Si le leader de la course au gros globe écrase cette année le circuit de géant (avec quatre victoires en cinq courses) et a déjà remporté deux super-G, c'est en descente que sa progression sidère le plus.

Un gabarit plus fluet que les as de la vitesse


Odermatt ne s'y est, certes, pas encore imposé mais peu le voyaient jouer les premiers rôles dès cette saison, avec son gabarit plus fluet que les as de la vitesse et une connaissance limitée des pistes.

Mais en enchaînant deuxième place à Bormio, deuxième puis quatrième sur le mythique Lauberhorn de Wengen - qu'il découvrait -, puis cinquième et deuxième à Kitzbühel, le surdoué n'a fait que renforcer une question: où sont donc ses limites ?

À écouter rivaux et entraîneurs décrire le meilleur skieur du moment, un terme frappe par son absence: celui de puissance.
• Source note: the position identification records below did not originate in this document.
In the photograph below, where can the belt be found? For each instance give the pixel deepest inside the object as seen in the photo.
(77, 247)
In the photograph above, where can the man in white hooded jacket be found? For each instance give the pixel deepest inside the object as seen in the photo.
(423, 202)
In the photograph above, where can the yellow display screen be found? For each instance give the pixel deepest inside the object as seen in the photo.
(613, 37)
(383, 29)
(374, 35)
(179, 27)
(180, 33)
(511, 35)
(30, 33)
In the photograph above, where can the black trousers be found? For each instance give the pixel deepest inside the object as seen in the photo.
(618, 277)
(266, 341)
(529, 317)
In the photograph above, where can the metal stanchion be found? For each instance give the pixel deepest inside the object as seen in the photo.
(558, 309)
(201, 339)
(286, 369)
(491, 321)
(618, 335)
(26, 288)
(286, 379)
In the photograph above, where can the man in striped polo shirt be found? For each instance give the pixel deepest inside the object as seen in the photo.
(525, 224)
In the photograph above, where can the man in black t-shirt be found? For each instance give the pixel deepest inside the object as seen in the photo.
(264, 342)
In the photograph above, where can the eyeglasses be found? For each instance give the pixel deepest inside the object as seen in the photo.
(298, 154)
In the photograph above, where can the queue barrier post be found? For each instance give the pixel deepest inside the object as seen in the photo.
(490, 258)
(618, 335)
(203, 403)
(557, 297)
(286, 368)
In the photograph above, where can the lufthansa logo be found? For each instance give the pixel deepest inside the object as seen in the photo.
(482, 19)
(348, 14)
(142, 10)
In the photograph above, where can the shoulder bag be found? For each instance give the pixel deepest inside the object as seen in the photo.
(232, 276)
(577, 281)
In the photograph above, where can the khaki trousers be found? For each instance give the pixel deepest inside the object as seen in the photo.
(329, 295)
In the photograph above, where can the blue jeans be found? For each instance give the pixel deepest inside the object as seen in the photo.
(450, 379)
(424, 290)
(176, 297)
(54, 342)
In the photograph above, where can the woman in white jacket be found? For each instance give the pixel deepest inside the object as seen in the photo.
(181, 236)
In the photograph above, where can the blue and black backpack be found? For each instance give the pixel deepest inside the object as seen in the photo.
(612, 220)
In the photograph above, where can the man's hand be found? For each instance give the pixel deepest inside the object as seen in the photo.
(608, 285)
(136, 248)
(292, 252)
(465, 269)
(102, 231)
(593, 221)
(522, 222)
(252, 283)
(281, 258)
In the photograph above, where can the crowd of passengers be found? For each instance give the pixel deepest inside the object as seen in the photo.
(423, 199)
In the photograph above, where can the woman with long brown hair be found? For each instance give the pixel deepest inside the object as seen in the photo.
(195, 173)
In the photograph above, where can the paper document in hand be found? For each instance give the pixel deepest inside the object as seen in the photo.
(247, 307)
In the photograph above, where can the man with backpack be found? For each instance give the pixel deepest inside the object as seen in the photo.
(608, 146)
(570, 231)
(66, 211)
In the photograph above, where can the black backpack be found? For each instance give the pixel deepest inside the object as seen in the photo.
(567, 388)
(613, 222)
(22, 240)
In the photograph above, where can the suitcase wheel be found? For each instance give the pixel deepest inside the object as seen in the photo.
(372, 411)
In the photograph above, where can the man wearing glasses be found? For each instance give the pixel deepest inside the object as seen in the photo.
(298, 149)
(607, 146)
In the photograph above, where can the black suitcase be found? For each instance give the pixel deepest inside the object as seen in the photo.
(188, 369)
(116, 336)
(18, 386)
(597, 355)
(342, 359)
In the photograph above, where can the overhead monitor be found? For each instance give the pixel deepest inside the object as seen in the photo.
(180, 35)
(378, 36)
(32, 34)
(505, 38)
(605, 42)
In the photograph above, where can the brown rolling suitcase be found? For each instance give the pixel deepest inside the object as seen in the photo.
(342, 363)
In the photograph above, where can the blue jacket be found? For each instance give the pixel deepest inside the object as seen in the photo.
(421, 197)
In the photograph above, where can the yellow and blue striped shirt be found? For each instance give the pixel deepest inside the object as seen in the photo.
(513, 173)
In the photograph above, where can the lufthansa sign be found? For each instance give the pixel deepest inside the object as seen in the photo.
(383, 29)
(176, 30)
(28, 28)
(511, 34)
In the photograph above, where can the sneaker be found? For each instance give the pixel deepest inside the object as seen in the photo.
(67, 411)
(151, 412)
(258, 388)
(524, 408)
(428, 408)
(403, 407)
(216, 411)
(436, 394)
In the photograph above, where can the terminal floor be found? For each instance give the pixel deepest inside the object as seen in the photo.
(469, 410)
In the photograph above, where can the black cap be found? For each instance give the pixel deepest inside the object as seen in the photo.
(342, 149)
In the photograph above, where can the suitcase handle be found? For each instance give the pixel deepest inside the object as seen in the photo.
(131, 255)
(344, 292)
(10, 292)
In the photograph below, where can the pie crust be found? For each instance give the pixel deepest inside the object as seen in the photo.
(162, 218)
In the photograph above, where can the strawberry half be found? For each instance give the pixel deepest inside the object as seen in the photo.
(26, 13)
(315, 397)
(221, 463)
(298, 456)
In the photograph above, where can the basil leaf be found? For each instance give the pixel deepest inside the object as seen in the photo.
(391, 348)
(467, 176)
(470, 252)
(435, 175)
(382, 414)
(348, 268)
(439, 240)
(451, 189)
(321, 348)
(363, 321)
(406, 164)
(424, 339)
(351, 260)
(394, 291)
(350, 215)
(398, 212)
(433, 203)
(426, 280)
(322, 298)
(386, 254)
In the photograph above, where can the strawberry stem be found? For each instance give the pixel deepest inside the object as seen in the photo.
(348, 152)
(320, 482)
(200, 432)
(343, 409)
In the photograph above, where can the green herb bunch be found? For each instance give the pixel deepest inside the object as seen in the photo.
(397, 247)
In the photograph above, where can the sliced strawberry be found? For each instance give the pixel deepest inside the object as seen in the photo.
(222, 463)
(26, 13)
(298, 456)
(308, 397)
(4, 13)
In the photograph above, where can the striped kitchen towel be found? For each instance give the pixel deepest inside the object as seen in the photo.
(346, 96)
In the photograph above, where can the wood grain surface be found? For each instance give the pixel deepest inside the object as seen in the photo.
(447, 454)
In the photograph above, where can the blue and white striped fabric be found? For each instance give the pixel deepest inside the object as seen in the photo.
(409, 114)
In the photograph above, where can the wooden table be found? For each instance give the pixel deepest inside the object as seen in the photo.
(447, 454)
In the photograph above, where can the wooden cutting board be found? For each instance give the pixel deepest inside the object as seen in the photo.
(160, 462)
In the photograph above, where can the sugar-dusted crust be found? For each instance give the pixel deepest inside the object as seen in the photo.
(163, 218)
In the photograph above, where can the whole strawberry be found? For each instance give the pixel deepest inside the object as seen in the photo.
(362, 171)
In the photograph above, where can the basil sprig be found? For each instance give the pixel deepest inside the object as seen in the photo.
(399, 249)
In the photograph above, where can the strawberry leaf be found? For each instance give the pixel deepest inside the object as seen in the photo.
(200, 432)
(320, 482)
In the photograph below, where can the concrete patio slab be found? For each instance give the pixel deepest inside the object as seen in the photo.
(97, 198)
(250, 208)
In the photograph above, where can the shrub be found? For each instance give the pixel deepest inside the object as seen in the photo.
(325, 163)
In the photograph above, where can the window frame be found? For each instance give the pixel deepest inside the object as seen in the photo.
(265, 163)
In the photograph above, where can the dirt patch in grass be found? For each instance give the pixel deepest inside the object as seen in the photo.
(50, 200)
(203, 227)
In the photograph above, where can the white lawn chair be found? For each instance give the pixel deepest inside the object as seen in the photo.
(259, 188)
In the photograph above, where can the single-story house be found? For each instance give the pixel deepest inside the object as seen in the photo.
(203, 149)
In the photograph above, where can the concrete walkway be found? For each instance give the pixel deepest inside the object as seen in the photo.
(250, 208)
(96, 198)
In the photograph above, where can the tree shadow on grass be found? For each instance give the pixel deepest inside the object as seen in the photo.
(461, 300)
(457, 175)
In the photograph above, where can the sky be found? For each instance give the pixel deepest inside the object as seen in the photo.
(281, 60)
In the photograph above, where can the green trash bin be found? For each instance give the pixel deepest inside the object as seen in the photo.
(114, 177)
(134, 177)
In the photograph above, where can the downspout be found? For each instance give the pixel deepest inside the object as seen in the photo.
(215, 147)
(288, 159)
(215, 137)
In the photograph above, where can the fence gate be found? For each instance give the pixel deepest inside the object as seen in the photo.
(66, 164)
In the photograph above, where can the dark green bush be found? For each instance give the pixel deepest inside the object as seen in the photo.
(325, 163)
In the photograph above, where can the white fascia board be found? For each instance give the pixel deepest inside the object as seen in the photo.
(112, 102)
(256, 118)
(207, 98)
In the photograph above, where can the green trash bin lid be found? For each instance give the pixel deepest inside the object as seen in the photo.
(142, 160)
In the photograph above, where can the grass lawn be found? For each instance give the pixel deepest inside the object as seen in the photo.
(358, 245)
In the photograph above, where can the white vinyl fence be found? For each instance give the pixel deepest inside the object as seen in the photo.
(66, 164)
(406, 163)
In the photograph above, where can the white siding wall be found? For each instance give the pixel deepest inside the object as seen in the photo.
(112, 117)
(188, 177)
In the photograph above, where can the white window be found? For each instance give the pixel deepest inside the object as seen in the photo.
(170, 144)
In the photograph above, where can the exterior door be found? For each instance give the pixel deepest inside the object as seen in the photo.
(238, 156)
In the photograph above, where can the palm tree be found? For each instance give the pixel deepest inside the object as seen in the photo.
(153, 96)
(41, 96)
Bien que solide physiquement, "Odi" n'est pas un colosse du calibre du Norvégien Aleksander Aamodt Kilde, son rival en vitesse et principal poursuivant au général.
 

Un toucher de neige extraordinaire. Il carresse la neige, a une super glisse et ne force jamais son ski.

Fred Perrin, responsable technique de l'équipe de France.

Là où le jeune champion éblouit, c'est par son "toucher de neige extraordinaire et une science de la course déjà très grande (...) Il caresse la neige, a une super glisse et ne force jamais son ski", salue Fred Perrin, responsable du groupe technique français.

D'où l'audace de ses trajectoires directes, puisqu'on l'a vu rectifier le cap en plein vol sur le super-G de Beaver Creek (vainqueur), rattraper une erreur sur une jambe dans celui de Bormio (8e), se rétablir malgré une grosse faute en bas de la Streif à Kitzbühel (2e) et manquer de glisser puis frôler une porte lors du géant dimanche.

"Ce qu'il fait magnifiquement bien maintenant, c'est qu'il a son équilibre complètement sous contrôle. Que ce soit la balance avant-arrière ou latérale, on a l'impression qu'il ne peut jamais rien lui arriver", résumait l'an dernier la légende suisse de la descente Didier Cuche.